Many-Shot In-Context Learning (2404.11018v3)

Published 17 Apr 2024 in cs.LG, cs.AI, and cs.CL

Abstract: LLMs excel at few-shot in-context learning (ICL) -- learning from a few examples provided in context at inference, without any weight updates. Newly expanded context windows allow us to investigate ICL with hundreds or thousands of examples -- the many-shot regime. Going from few-shot to many-shot, we observe significant performance gains across a wide variety of generative and discriminative tasks. While promising, many-shot ICL can be bottlenecked by the available amount of human-generated examples. To mitigate this limitation, we explore two new settings: Reinforced and Unsupervised ICL. Reinforced ICL uses model-generated chain-of-thought rationales in place of human examples. Unsupervised ICL removes rationales from the prompt altogether, and prompts the model only with domain-specific questions. We find that both Reinforced and Unsupervised ICL can be quite effective in the many-shot regime, particularly on complex reasoning tasks. Finally, we demonstrate that, unlike few-shot learning, many-shot learning is effective at overriding pretraining biases, can learn high-dimensional functions with numerical inputs, and performs comparably to fine-tuning. We also find that inference cost increases linearly in the many-shot regime, and frontier LLMs benefit from many-shot ICL to varying degrees. Our analysis also reveals the limitations of next-token prediction loss as an indicator of downstream ICL performance.

PDF HTML Abstract

Investigating Many-Shot In-Context Learning in LLMs

Introduction to In-Context Learning

In-context learning (ICL) equips LLMs to adapt to new tasks using example inputs and outputs termed "shots." Traditionally constrained by token limitations in the model's context window, most research has focused on few-shot ICL. However, expanding context windows in recent LLMs creates opportunities to paper the impacts of many-shot ICL, where hundreds or thousands of shots can be used. This shift promises greater task adaptability and performance improvements but also introduces new challenges such as the dependence on high-quality, large-scale human-generated outputs.

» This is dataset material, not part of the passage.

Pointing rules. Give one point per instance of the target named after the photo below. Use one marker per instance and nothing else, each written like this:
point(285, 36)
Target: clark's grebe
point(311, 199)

Key Contributions of the Study

The paper offers several significant insights into the scaling of in-context examples:

Performance Gains Across Tasks: Extending in-context shots consistently improved LLM performance across various tasks compared to traditional few-shot learning, particularly when leveraging the larger context windows of the Gemini 1.5 Pro model.
Reinforced and Unsupervised ICL: Innovations include Reinforced ICL, which employs model-generated rationales instead of human-written ones, and Unsupervised ICL, which uses problem sets without paired solutions, reducing reliance on labor-intensive human-generated content.
Overcoming Pre-Training Biases: The paper demonstrates that many-shot ICL can counteract biases from the pre-training phase, particularly when provided with a sufficient number of examples.
Exploration of Non-Natural Language Prediction Tasks: The expansion into tasks that involve logical or structured outputs beyond standard text indicates that many-shot ICL can be effective for a broader array of applications than previously possible with few-shot approaches.

Detailed Analysis and Findings

Scaling with Context Length

The research highlights improvements in task performance correlating with the number of shots used in ICL as context lengths increase. This scalability is evident in tasks as diverse as machine translation, summarization, and even complex reasoning, showcasing the utility of many-shot approaches facilitated by modern LLMs with expanded context capabilities.

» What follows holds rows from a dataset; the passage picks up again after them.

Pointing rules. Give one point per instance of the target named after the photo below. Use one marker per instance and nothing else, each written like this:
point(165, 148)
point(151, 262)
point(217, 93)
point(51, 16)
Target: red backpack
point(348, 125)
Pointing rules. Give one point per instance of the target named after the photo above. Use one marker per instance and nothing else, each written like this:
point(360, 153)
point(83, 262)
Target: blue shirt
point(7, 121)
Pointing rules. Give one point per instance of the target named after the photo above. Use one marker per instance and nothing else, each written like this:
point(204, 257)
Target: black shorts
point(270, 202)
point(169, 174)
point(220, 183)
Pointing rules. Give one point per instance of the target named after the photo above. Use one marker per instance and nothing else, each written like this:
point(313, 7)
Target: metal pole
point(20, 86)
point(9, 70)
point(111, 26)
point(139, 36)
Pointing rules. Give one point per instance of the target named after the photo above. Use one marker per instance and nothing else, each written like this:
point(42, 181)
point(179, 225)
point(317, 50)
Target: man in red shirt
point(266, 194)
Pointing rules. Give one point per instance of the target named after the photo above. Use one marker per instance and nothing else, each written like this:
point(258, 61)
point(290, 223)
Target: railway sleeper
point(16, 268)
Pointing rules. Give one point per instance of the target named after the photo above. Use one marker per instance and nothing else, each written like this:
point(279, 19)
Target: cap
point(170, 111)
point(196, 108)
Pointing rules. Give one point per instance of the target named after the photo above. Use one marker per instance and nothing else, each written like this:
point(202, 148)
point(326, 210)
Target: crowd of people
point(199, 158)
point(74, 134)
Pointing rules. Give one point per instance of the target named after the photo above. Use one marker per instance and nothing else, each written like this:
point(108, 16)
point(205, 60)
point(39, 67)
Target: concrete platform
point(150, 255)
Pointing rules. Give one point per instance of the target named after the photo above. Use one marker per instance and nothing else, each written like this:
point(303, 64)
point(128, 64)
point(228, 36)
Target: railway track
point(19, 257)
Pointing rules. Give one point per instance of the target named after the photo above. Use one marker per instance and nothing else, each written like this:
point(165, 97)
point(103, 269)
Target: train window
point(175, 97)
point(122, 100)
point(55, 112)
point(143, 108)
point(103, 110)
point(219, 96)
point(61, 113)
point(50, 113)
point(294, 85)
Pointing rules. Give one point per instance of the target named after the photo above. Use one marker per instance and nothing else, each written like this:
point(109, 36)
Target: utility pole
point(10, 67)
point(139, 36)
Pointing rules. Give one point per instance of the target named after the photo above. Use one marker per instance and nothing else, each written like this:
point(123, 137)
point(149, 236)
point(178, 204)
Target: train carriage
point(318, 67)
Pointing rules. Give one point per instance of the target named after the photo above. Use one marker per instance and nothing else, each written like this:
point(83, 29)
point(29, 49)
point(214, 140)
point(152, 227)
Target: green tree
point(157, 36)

Reinforced and Unsupervised In-Context Learning

Reinforced ICL: By using model-generated solutions and selecting those that achieve correct outcomes, this approach offers a scalable alternative to using expensive human-generated data, showing considerable promise in reasoning tasks.
Unsupervised ICL: This proposal removes solutions from the training data altogether, asking the model to infer answers based solely on input problems. While successful in some contexts, it highlights the variability in effectiveness depending on the nature of the task.

Overcoming Pre-Training Biases

Through extensive testing, this paper illustrates that many-shot learning configurations allow LLMs to surpass inherent biases instilled during their initial training phase. This finding is crucial for deploying LLMs in scenarios where neutrality and absence of pre-existing biases are critical.

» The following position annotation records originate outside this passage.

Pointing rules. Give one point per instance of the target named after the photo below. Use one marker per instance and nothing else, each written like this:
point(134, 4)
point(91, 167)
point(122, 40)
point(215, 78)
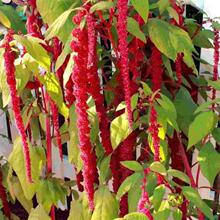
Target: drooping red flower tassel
point(154, 130)
point(95, 87)
point(3, 197)
point(69, 97)
point(48, 135)
point(180, 11)
point(9, 58)
point(49, 147)
point(144, 200)
point(80, 80)
point(156, 68)
point(79, 179)
point(178, 65)
point(123, 50)
point(55, 118)
point(216, 60)
point(33, 23)
point(116, 174)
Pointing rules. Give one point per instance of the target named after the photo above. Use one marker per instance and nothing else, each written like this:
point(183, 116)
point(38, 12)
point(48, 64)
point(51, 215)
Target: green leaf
point(146, 88)
point(60, 24)
point(51, 10)
point(163, 5)
point(177, 215)
point(167, 111)
point(209, 160)
point(132, 165)
point(104, 169)
point(19, 194)
point(185, 106)
point(158, 168)
point(4, 20)
point(80, 209)
point(55, 92)
point(65, 52)
point(22, 77)
point(3, 82)
point(68, 71)
point(134, 29)
point(106, 206)
point(162, 215)
point(142, 7)
point(16, 160)
point(206, 105)
point(175, 40)
point(38, 213)
point(76, 211)
point(216, 25)
point(167, 64)
point(216, 134)
point(49, 192)
point(214, 84)
point(135, 216)
point(202, 125)
point(119, 129)
point(134, 194)
point(178, 174)
point(73, 145)
point(193, 196)
point(168, 105)
point(12, 16)
point(34, 48)
point(158, 196)
point(101, 5)
point(127, 184)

Further Implications and Future Work

The findings encourage further exploration into optimal configurations of in-context learning, particularly regarding the number of examples and their arrangement within prompts. There is also a need to refine our understanding of why performance may plateau or decrease with an excessive number of examples. Continual advancements in the development of longer-context models will play a pivotal role in harnessing the full potential of many-shot ICL, which could redefine the operational capabilities of LLMs across diverse domains.